Saturday, December 8, 2012

Spinach Orzo Salad

1 cup whole wheat orzo, uncooked
3/4 cup toasted sliced almonds (or pecans)
about 3/4 of a 6 oz bag of baby spinach, thinly sliced
3/4 cup dried cranberries
4 oz gorgonzola, crumbled (or feta)
2 tablespoons toasted quinoa (can toast in a nonstick skillet over med heat for about 5 minutes, or pop into a 350 oven for about 10 mins)
1 tablespoon poppy seeds
1-2 tablespoons sugar
2 teaspoons minced onion
1/4 teaspoon paprika
1/2 cup cider vinegar
1/3 – 1/2 cup oil (I used grapeseed oil, but canola or light olive oil will work)
salt and pepper to taste

Cook orzo according to instructions on package, set aside to cool.

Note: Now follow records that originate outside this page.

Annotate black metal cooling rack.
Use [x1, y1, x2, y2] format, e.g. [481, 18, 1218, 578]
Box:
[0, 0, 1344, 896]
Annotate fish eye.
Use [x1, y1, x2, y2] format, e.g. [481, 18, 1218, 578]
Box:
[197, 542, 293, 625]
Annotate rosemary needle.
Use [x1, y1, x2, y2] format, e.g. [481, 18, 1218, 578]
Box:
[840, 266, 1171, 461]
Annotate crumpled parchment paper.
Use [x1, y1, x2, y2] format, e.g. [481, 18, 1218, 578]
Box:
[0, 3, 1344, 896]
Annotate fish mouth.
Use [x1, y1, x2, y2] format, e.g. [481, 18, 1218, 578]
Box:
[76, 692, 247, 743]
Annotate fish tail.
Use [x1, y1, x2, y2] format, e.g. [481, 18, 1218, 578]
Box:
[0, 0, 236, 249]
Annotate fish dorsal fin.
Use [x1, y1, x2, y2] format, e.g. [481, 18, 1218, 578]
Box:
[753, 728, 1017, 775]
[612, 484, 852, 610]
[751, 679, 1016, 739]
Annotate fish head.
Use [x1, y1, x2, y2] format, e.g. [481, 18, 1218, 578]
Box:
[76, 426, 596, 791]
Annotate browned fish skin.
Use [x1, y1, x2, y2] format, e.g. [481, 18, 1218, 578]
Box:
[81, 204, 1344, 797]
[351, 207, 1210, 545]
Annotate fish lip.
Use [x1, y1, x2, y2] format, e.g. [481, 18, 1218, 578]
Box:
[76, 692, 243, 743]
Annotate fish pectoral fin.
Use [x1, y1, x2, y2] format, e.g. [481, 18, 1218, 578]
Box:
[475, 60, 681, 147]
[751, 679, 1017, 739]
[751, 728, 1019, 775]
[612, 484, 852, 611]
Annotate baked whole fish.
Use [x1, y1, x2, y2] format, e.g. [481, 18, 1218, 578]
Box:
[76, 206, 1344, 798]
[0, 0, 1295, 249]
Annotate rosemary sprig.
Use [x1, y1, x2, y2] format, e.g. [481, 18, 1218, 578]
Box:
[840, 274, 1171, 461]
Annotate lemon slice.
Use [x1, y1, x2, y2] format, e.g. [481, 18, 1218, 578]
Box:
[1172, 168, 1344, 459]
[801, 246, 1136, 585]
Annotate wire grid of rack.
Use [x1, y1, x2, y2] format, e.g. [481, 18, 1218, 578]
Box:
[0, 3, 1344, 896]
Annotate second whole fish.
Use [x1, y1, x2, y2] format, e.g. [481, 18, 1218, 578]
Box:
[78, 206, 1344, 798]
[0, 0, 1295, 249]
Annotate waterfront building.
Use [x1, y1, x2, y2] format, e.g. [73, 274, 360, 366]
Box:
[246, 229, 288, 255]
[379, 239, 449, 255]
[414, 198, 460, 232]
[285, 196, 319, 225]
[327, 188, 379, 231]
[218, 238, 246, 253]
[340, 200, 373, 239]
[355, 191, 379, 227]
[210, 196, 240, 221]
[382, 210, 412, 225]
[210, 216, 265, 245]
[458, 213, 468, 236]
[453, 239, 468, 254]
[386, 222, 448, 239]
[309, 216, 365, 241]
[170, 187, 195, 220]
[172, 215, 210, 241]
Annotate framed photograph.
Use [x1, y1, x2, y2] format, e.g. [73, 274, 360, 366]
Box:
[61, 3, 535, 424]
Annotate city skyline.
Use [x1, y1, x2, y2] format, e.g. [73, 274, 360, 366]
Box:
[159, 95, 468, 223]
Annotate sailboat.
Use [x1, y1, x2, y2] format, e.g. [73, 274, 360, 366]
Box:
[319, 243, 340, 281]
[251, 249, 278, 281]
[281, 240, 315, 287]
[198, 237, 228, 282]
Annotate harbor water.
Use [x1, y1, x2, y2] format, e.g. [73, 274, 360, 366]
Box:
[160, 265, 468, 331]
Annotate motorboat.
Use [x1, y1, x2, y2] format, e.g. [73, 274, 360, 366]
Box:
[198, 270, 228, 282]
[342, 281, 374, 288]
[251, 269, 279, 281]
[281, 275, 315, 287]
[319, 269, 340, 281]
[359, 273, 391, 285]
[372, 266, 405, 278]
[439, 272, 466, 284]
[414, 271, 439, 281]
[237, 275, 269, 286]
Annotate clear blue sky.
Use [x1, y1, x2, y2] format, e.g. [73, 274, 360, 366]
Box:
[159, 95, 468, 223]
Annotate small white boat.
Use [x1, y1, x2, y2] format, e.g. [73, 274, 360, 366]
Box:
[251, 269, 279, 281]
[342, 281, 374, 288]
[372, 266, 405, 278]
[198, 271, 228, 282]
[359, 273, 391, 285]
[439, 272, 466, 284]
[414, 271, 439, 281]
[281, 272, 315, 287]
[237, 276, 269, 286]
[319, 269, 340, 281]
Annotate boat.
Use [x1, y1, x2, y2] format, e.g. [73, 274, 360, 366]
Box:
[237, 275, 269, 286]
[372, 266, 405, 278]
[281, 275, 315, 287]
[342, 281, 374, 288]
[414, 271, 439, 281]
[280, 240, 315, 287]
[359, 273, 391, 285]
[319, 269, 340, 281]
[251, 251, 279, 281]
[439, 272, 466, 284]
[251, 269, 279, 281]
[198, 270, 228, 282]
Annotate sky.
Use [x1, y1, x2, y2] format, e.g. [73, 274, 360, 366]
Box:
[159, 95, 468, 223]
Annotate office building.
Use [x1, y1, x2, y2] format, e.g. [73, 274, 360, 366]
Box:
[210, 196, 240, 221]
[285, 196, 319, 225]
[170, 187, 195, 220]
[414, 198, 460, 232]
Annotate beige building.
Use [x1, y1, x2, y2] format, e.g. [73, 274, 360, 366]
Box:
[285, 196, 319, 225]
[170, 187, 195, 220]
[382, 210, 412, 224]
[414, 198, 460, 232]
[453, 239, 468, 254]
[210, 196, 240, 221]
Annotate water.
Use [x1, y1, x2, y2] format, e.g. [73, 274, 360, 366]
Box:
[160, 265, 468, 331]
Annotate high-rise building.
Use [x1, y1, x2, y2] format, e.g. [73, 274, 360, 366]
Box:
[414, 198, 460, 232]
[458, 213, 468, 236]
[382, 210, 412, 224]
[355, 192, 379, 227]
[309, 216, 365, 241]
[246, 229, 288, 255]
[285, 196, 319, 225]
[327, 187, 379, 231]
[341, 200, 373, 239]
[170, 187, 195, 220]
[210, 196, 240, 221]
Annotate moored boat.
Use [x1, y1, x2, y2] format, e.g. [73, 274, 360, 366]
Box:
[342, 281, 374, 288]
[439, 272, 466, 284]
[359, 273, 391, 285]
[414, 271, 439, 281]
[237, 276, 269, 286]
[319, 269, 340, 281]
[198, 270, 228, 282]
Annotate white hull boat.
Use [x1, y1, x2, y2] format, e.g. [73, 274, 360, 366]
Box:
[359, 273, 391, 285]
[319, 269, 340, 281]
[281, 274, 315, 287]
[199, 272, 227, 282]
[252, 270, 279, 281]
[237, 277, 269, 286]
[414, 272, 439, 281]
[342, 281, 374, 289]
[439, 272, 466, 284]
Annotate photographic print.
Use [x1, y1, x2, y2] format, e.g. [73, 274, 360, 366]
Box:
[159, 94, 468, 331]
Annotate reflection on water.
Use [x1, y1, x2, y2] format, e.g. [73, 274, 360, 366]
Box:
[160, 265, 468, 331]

In bowl, whisk together sesame seeds, poppy seeds, sugar, onion, paprika, vinegar, oil and pinches of salt and pepper.

In a large salad bowl combine orzo, almonds, spinach and cranberries. Gently toss ingredients with 1/3-1/2 amount of dressing, add more or less to your liking. Add gorgonzola and gently toss again. Serve immediately at room temperature or slightly chilled.